What I do to save my money is pretty simple. I take all the stuff that is free. It can be those little sachets of sugar, salt or pepper in restaurants, or sweeteners and milk in cafés and administration offices, also sheets of paper and tissues, and even toilet paper. Everything that is basically free, I take it.
But unlike your casual visitor, I take as much as I can. I even took some tea bags in a couple of coffee shops. Maybe I am a bit of a thief, or maybe I have just found a great way to save money.
Let’s agree on the fact that taking free stuff in cafeterias, restaurants, and other places, is not really stealing in the criminal sense. To me, it is enjoying fully what these places have to offer as I buy a coffee or a meal.
To be honest, though, I am not proud of what I do. Even if I am convinced I haven’t done anything genuinely illegal. If I were cynical I would say that I just take what the system allows me to take.
There are many other ways to be thrifty, of course, like recycling your bottles, using the ‘Too Good To Go’ app, evolving cheaper habits and clever spending. But I found this, my way, to be a pretty easy way, and it certainly requires less organization. I see it, it is free, I take it.
Because of my guilty hobby, I don’t buy any salt, or pepper, sugar or tissues. At least not as often as students normally would.
I want to share with you an idea. I haven’t done it yet, but I really want to do it in the next couple of weeks. In some cosmetics shops downtown, samples of products like hand balm or body lotion are free of charge outside the shop.
When I walked those streets at night, I saw that the bottles were still out.
My idea is to fill my own bottles with those cosmetics, so I don’t have to buy the expensive products for a while.
I know what I do is unethical, so I hope I am not the only one doing it. I would like to be able to say to people like me, that they are okay. It’s okay to take toilet paper in restaurants if you don’t want to buy a roll. Those guilty pleasures are a part of student life.
Probably, when I’m old and greedy, I will rage against disrespectful youths who take advantage of the system. But enjoying the system is part of the system.
I asked Laura, a student of nursing I know who lives in France, if she considered my behaviour outrageous. »Why deprive yourself?« she said. Which is exactly how I felt.
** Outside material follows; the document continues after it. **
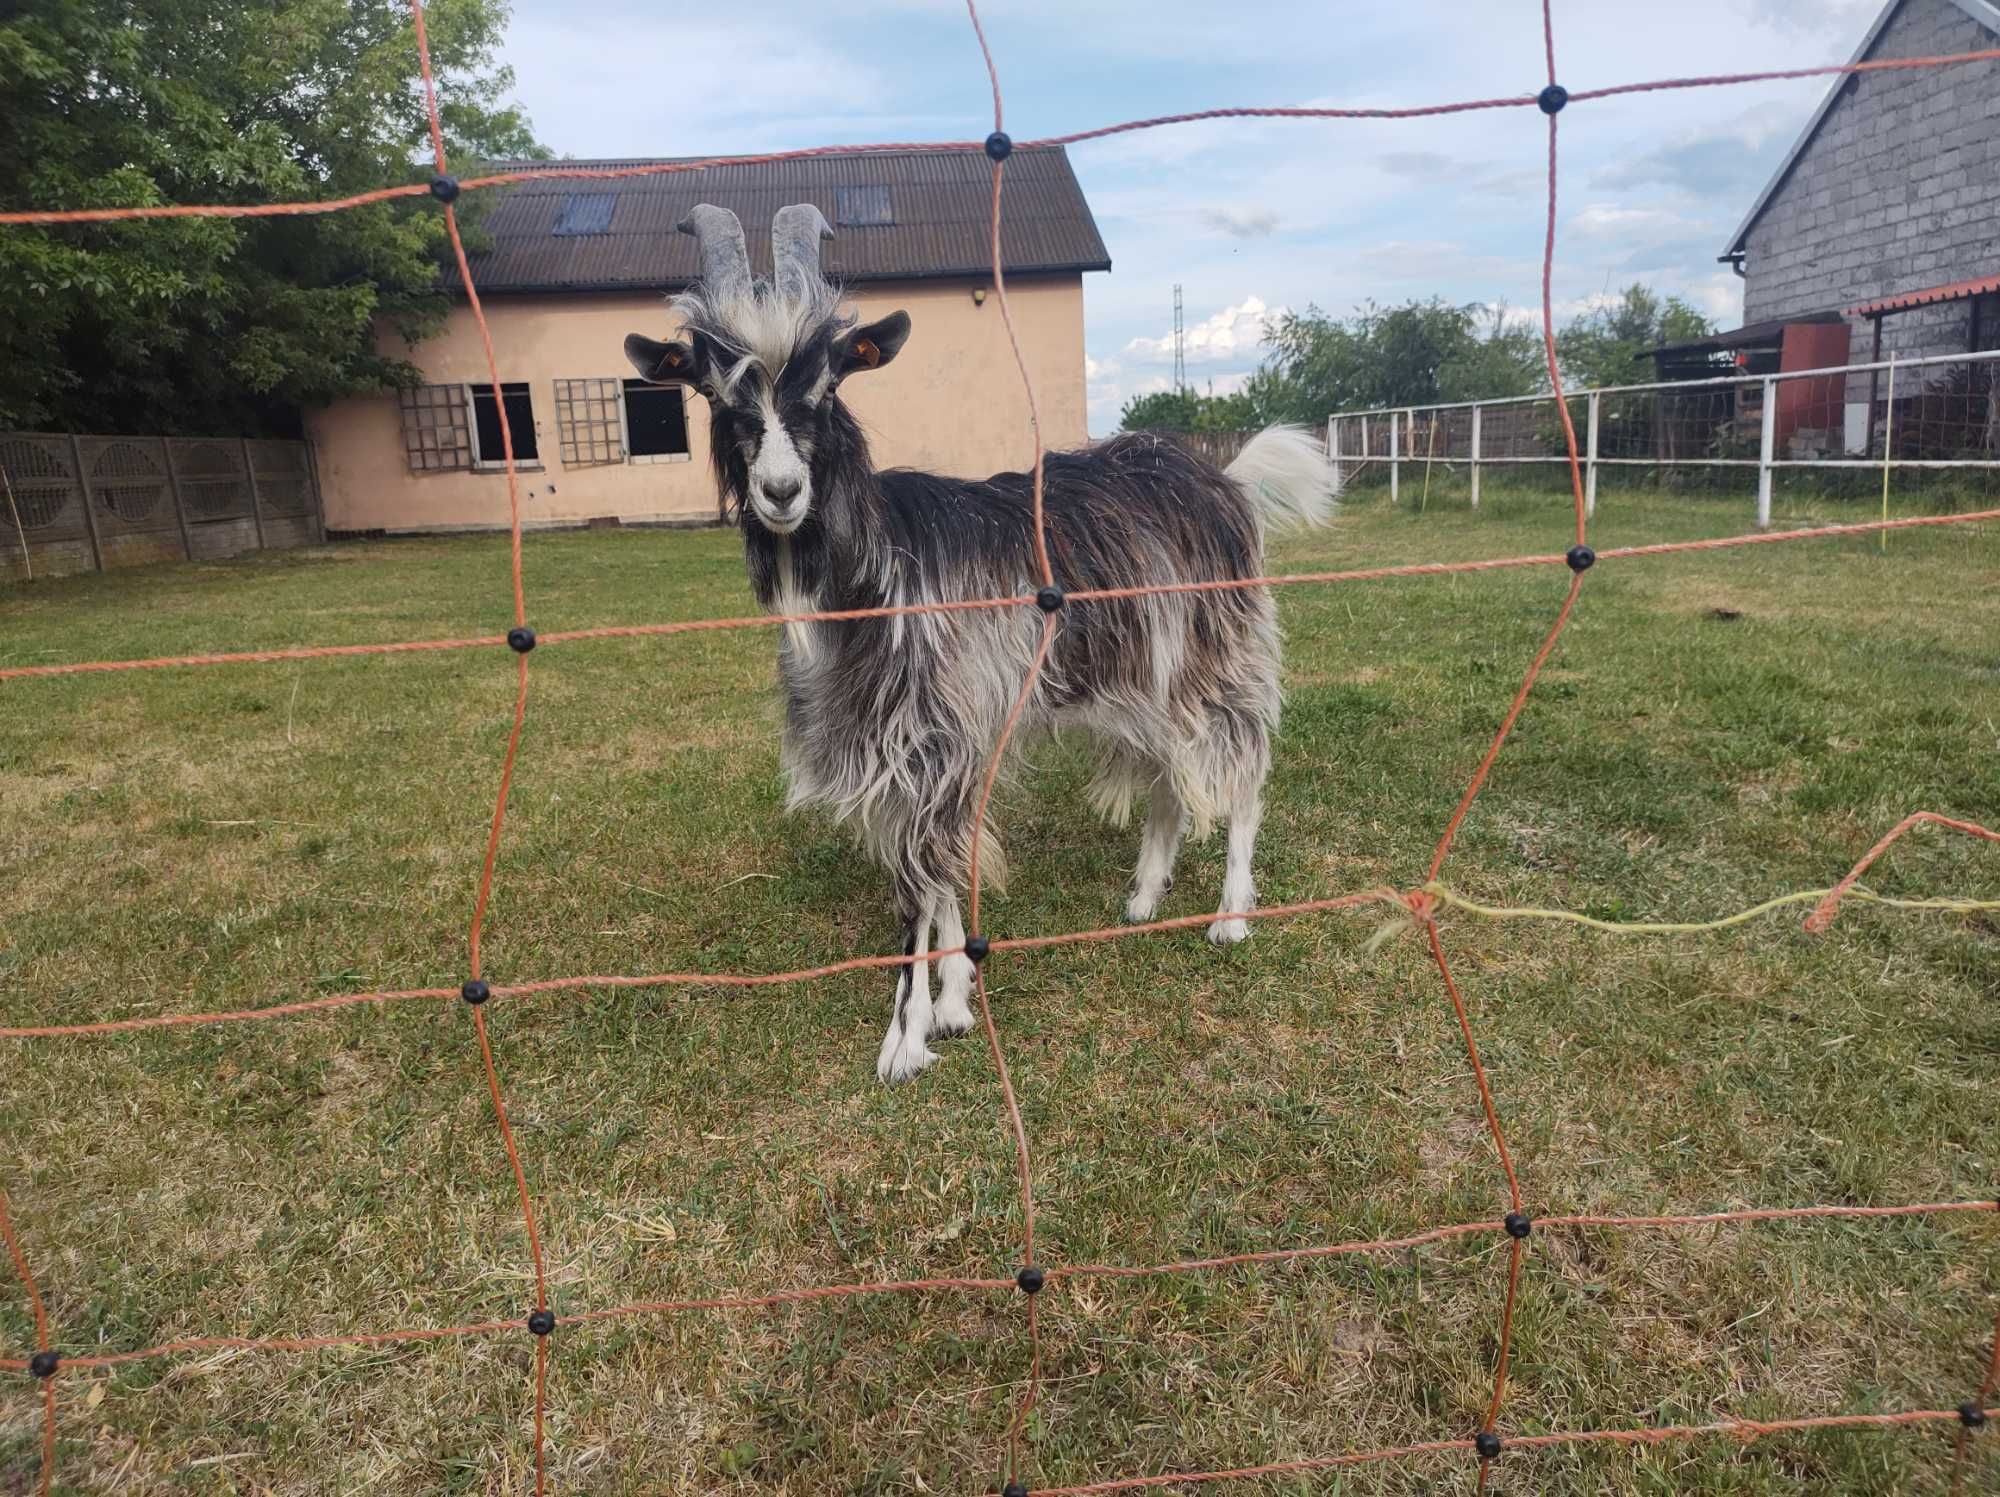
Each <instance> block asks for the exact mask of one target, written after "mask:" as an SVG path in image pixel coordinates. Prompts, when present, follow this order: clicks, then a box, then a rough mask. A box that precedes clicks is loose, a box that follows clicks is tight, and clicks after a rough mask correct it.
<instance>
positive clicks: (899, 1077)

She added, however: »It is a bit embarassing. And you know, yeah. I wouldn’t do that everywhere.« Meaning that enjoying the free stuff should be avoided in some places.
It sounds like a big excuse to say that I take sugar, salt, pepper, and toilet paper because I feel a social pressure. And yet … perhaps.
Because I am taking all this free stuff, I can spend my money elsewhere, for example on drinks with friends, or going out without worrying about not being able to afford anything.
When you don’t have enough money, and you ask your friend the price of every single thing, you feel like you can’t have fun unless it’s free. And you feel like you’re annoying your friends with your questions.
Maybe the pressure also comes from me. Because I want to enjoy my Erasmus a 100 percent, I don’t want to prevent myself from doing something fun because of a bunch of kroner.
I am responsible for my actions. Trying to explain why I do what I do is important to me. But with this mea culpa, I don’t feel like an outsider who doing silly, illegal, things in a foreign country. Neither do I feel like a kleptomaniac who steals from the system. No, I feel more like a random student who has chosen a weirder, and more unethical, path.